Prof. Dr. Burkhard Dünweg
Burkhard Dünweg has a background in theoretical physics, in particular computational statistical mechanics. He obtained his diploma in 1987, his PhD in 1991, and his "Habilitation" in 2000 (all University of Mainz, Germany, where he was appointed Adjunct Professor in 2008). Since 1996 he works as a Group Leader at the Theory Group. External stays include his postdoc time 1991-1993, Center for Simulational Physics, Athens, Georgia, USA (funded by the Humboldt Foundation), an interim professorship in Saarbrücken, 2005, and an interim professorship in Darmstadt (2014-15). Since 2010, he is a Professor at the Department of Chemical Engineering of Monash University, within the framework of a Guest Professorship (2010-2016) and an Adjunct Professorship (since then). This also involves a longstanding research collaboration with scientists in Melbourne, in particular with R. Jagadeeshan from Monash University. From 2004-2013 Burkhard Dünweg worked as an Associate Editor for Physical Review E (polymer physics, computational physics). In 2010 he was appointed director of the SMSM (statistical mechanics and soft matter) CECAM node. Since 2013, he acts as the Ombudsperson of the institute.

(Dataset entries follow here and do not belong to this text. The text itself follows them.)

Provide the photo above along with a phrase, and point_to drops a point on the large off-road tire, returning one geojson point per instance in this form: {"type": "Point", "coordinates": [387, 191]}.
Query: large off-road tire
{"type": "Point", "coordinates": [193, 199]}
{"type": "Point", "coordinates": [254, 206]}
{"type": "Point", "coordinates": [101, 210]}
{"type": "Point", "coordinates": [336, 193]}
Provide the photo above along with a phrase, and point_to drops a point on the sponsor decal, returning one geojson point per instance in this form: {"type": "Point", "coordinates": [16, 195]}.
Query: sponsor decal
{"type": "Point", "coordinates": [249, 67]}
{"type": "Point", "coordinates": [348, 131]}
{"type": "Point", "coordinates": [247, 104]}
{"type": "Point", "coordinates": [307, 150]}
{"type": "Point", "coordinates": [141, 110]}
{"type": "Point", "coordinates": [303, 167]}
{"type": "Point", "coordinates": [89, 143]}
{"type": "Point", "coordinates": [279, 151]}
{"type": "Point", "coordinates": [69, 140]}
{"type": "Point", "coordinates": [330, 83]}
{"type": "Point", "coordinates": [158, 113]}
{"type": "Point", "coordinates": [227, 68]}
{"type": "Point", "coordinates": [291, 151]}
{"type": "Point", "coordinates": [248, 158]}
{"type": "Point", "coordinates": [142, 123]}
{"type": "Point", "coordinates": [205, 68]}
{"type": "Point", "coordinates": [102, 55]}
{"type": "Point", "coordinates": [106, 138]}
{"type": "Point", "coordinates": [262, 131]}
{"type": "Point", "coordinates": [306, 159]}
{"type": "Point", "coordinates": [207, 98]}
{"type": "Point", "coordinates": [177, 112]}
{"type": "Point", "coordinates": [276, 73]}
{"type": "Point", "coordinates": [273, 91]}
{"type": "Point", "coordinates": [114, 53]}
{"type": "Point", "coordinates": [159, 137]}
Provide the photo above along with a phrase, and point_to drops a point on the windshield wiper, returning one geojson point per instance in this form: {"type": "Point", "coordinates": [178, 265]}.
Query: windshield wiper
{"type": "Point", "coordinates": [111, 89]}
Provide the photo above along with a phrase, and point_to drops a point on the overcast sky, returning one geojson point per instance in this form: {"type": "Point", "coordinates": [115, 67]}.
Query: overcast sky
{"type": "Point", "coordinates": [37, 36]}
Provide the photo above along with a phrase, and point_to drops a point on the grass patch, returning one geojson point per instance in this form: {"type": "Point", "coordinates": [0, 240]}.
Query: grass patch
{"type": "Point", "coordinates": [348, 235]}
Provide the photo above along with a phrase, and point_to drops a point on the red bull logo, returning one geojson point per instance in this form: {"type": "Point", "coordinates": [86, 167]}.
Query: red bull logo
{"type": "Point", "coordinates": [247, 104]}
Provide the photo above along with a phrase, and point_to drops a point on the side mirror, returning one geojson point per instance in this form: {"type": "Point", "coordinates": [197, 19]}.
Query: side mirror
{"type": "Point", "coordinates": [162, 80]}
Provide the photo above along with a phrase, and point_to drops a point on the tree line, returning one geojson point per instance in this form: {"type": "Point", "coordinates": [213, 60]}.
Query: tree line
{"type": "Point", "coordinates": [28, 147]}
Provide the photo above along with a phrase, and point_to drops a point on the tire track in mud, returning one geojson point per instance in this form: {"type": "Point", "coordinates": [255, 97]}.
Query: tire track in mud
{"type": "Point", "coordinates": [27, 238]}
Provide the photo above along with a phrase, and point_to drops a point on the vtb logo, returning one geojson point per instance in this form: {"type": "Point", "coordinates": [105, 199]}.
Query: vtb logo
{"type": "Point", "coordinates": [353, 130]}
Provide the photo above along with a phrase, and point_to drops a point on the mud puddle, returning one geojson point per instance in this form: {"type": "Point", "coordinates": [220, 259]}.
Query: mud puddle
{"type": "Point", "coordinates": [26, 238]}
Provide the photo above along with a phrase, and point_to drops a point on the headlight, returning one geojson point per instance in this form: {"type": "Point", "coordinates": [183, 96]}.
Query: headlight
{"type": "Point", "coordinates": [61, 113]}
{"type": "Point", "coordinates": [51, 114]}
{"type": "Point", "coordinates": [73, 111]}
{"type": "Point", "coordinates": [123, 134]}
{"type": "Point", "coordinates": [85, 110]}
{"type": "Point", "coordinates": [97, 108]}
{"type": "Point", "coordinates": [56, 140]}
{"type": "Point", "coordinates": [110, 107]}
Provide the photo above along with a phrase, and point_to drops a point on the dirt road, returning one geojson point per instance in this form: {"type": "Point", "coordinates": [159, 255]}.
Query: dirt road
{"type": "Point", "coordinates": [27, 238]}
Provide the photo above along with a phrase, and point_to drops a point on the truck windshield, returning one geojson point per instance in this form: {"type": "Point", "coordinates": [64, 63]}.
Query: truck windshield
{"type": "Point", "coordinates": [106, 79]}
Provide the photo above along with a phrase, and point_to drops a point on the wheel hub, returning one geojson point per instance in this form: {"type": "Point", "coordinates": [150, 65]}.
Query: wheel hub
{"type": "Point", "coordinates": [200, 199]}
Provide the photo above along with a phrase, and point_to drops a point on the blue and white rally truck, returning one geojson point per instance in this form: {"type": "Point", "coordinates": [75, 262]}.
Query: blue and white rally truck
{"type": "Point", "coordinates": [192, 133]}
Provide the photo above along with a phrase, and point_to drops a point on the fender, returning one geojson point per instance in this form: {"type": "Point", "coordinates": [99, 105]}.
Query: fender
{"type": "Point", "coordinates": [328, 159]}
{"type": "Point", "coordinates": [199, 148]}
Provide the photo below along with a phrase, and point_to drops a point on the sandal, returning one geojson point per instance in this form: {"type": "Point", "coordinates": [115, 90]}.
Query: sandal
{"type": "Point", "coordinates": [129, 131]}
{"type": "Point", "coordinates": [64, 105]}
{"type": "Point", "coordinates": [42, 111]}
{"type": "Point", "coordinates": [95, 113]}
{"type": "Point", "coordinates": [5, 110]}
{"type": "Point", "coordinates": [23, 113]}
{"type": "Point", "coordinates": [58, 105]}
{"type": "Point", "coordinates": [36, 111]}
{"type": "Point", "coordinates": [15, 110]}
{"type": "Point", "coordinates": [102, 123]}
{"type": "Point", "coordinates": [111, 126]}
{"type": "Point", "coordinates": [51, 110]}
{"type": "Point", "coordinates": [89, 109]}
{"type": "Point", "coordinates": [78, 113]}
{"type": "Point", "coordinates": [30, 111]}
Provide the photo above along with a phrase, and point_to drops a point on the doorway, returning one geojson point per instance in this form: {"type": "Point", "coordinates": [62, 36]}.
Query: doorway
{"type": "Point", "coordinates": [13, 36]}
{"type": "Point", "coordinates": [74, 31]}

Computer simulation methods
Burkhard Dünweg has a strong interest in simulation methods and has made innovative contributions to the study of soft-matter systems. These include the invention of a dissipative coupling scheme to simulate a particle system interacting with a Lattice Boltzmann background to provide hydrodynamic interactions, a deepened and refined understanding of thermal fluctuations in Lattice Boltzmann, and the construction of a field-based local solver for the nonlinear Poisson-Boltzmann equation. In the future, he plans to explore the strengths and weaknesses of Smoothed Particle Hydrodynamics in the soft-matter context.
Dynamics of Soft Matter
Here the phenomenon of hydrodynamic interactions is in the center of interest. Systems under investigation include semidilute polymer solutions, plus charged and uncharged colloidal dispersions driven by fields or flows. Currently we attempt to find a deepened understanding for the unmixing dynamics of polymers falling out of solution, which is governed by an intricate interplay of hydrodynamics, interface tension, and viscoelasticity.